The Body has long been a band that you could rely on to roll into town once a year or so for years before the early phase of the COVID-19 pandemic put a stop to live shows as we know it for a good long while. The band’s uniquely cathartic, experimental extreme metal, monolithic onslaught was something you could take for granted as an inevitability. And finally the duo returned to Denver for a show at Larimer Lounge that was not a bill of all metal or heavy bands in any conventional sense and that is part of why this show felt particularly impactful. On a personal note when I walked up to the merch table drummer/programmer Lee Buford complimented by Chari XCX t-shirt and it was sincere. I would have been surprised but The Body is a band that has made no bones about its appreciation for music far afield of that for which it’s known and its 2016 album No One Deserves Happiness paired heaviness with 80s dance tracks. For me this acknowledgment of a mutual appreciation for one of the more interesting pop artists of today set a mood for the show to come.
Less than a week prior Polly Urethane had performed with Rusty Steve for a powerful set opening for A Place to Bury Strangers. For this show Polly Urethane performed alone for a set of music completely different from her performance the previous Thursday. She had the long white cowl on hand for part of the set but performed much of the show in black with a t-shirt. Elegant piano work and operatic classical style vocals paired with an old Realistic Air Force Sound Effects record sampled directly and some of Polly’s electronic pieces.
The music felt like part of a greater arc of performance wherein Polly broke that stage and audience barrier by going out into the crowd with her extended mic chord and while on stage stood on top of monitors balancing there somehow as if setting an example of fearlessness vulnerability. When she brought her left leg up on top of the piano while leaning forward to play it and sing it challenged notions of how the instrument is “supposed” to be played in performance and gave a visual element to the show that seemed to change regularly so that you really had no chance to get bored not that the music itself gave that opportunity either as it fused classical convention with the avant-garde in equal measure and performance art as much as musical.

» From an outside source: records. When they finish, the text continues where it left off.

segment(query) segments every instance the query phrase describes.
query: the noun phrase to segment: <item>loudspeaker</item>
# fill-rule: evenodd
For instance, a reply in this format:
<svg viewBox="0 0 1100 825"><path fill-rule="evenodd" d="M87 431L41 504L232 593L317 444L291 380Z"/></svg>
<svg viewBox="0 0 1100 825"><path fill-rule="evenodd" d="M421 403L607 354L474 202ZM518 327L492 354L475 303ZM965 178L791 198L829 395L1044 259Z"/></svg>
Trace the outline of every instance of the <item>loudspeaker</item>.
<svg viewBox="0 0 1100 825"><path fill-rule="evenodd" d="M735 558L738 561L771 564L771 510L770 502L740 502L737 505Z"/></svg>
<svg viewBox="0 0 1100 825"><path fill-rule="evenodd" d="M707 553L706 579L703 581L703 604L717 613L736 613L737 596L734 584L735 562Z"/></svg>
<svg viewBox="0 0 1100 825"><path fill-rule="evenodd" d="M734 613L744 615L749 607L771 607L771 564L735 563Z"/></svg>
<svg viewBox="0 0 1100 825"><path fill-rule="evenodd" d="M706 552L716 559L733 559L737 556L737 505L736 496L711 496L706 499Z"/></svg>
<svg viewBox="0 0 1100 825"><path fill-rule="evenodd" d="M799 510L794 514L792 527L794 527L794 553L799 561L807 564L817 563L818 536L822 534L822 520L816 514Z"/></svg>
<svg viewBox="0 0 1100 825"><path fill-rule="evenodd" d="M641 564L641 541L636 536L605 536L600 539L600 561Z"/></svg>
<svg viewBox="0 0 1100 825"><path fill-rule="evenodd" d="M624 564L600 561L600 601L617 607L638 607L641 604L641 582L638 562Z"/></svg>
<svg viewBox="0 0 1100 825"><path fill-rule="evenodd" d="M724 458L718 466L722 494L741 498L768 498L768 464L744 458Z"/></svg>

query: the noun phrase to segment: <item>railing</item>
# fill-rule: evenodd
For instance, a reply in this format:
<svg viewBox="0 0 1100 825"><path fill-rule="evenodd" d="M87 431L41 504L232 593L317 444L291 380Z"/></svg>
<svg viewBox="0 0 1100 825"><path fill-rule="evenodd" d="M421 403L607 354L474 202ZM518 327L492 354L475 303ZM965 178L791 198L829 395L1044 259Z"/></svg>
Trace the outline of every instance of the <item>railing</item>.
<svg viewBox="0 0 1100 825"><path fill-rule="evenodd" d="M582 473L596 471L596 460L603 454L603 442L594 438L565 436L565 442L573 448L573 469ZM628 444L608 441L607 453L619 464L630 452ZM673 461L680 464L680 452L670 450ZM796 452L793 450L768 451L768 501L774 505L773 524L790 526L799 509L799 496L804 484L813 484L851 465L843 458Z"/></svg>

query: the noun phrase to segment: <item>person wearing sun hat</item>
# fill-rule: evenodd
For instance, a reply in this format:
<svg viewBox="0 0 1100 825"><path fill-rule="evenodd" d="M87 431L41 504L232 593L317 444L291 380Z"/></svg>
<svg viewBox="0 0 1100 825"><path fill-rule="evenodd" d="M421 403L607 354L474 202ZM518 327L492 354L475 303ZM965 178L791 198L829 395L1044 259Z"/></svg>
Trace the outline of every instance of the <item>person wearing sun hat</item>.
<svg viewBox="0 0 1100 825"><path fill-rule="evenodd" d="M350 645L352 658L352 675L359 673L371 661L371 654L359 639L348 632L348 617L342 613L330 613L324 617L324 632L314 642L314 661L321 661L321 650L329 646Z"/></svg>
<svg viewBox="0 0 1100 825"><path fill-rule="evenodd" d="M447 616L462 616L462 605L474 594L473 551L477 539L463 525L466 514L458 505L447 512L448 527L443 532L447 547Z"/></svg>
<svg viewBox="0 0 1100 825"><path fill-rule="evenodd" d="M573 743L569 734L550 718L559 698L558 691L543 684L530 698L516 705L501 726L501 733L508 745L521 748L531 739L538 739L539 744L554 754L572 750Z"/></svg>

Anyone that hadn’t seen Midwife in a good long while, like many of us, couldn’t have been quite prepared for how much Madeline Johnston has honed her set. Not that she lacked for emotional power before and maybe it’s all just a matter of the weight of the past few years that went into the writing of the music and fine tuning its performance and presentation but every song hit deep. If your heart didn’t break from the way Johnston held pauses in the flow of the song to allow the unspoken emotional swell to build before heading back in to direct that energy to greater heights and depths you have probably lost the capacity to be affected by music. It’s just Johnston, her guitar and maybe some backing tracks and it’s spare stuff but it has all been refined for maximum evocative power at this point. You can feel the anguish and sorrow cathartically flowing through songs like the utterly crushing and devastating “S.W.I.M.” – the hazy soundscapes and perfectly accented guitar riffs coupled with Johnston’s warmly gentle vocals and ability to draw out the distillation of despair and memories of better times honors the loss she depicts in her songs in a way that hits all the emotional keys in your brain the way maybe they need to be more often.
The whole set felt like one, extended, beautiful exorcism for a few moments the sadness of the living memory of people and places and situations you’ll never get back. It was shamanic in effect and transcended simple music which is an utter rarity in live music with how Johnston is able to make your time with her feel so intimate, moving and healing.
Maybe it never hit full before but the colossal, gritty and unusual sounds that had made The Body such an interesting band in the past had always been something of an orchestration of sounds, textures, rhythms and moods that Chip King and Lee Buford orchestrate in a two person format to accomplish nuances that full bands sometimes don’t. King’s eccentric, screechy vocals have subtleties of their own and part of that is the syncopation of his vocals with guitar and percussion. Buford using both electronic drums and acoustic is somehow both utterly bludgeoning and elegant in execution like he is fully aware of how every aspect of what he’s doing has the potential to have an effect on the listener and his partner in crime King’s emotional state during the performance and vice versa. And yet it felt so spontaneous and raw it was easy to miss unless you were keyed into that dynamic between the two musicians and the crowd. King’s feedback sculpting spiraled out like a jet engine at times and within those scorched gyres of distorted guitar fragments there was a great sense of release and a joyful abandon that seemed like the reason to play and to witness music like this.
King and Buford performed with a zen-like intensity and focus yet released the energy they coiled up across the set with a dynamic force that was impossible to rest and in which to be caught up. After over a decade of seeing this band now and then this show made it obvious that The Body has built into its craft and its songwriting a lack of laurels upon which to rest and if its eclectic and prolific set of releases isn’t proof enough it’s that absorbing of disparate influences into its music that is channeled into the show that sets it apart from many other extreme metal bands experimental or otherwise.